Вазы тотчасъ унесли. Блюда за обѣдомъ подавали изысканныя. Многія изъ нихъ Анюта видѣла въ первый разъ, но она ѣла весьма мало и еще меньше обращала вниманія на ѣду. Варвара Петровна зорко за ней слѣдила. Обѣдъ, во время котораго сестры говорили между собой мало, прошелъ очень скоро. Подали дессертъ — фрукты и варенье. Анюта взяла одну грушу, а отъ варенья отказалась.
— Покушай, это очень вкусно, это кіевское варенье, сказала Лидія.
— Кіевское, замѣтила Варвара Петровна съ усмѣшкой. — Cela lui est bien égal, лишь бы было сладкое.
— Благодарю васъ, я не люблю варенья.
— Не любишь варенья, какъ такъ, сказала Лидія. — Я думаю, тебѣ рѣдко доводилось его кушать.
— Мнѣ-то! воскликнула Анюта не безъ радости и съ затаеннымъ торжествомъ. — Да я наѣдалась его до тѣхъ поръ, что было даже противно. Маменька всякій день окармливала всѣхъ насъ вареньемъ.

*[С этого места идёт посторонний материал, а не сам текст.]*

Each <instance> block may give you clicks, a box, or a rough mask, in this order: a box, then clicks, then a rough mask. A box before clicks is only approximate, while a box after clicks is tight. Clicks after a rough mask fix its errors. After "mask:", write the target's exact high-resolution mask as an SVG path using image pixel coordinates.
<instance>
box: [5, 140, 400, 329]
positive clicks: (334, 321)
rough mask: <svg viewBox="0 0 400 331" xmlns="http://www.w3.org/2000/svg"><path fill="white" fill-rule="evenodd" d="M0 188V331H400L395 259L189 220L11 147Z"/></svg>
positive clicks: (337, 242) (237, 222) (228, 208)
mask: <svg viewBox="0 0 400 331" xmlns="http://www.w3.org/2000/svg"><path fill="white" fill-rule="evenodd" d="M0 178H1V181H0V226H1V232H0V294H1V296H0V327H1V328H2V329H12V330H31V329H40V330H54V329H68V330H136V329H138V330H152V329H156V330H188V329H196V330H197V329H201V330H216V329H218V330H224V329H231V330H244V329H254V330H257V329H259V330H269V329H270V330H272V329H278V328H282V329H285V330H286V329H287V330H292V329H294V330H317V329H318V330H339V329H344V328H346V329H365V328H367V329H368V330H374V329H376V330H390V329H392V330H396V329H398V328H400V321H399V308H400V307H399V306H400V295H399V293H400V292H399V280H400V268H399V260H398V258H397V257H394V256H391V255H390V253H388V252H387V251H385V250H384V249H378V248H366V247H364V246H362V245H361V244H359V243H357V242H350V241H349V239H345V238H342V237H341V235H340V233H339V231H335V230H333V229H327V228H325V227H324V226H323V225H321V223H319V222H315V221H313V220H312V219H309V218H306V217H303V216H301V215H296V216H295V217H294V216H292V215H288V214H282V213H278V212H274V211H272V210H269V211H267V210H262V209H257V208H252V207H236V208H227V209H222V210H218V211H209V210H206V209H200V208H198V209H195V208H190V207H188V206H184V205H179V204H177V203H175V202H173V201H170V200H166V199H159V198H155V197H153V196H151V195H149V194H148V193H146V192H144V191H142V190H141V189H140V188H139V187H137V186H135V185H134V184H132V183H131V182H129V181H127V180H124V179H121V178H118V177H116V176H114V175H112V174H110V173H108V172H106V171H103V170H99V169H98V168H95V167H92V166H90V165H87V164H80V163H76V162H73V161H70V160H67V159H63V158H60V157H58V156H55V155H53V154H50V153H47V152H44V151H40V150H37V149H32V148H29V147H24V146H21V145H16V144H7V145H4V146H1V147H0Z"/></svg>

— Кого ты зовешь маменькой? спросила Варвара Петровна.
— Маменька, — мать Маши.
— А кто такая Маша?
— Это Маша. Какъ сказать, не знаю. Да; жена папочки.
— А папочка я ужь знаю кто, сказала улыбаясь Варвара Петровна, — это твой дядя. Я нынче утромъ слышала, что ты его такъ называешь. Только ты должна его звать дядей. C'est si vulgaire, добавила она обращаясь къ сестрамъ.
— Mais naif, сказала Александра Петровна.
Встали изъ-за стола. Варвара Петровна подошла къ сестрѣ и поцѣловала ее, Лидія за нею и толкнула Анюту. Анюта юркнула опять, старательно продѣлывая свой уморительный книксенъ. Больная тетка притянула ее къ себѣ и поцѣловала.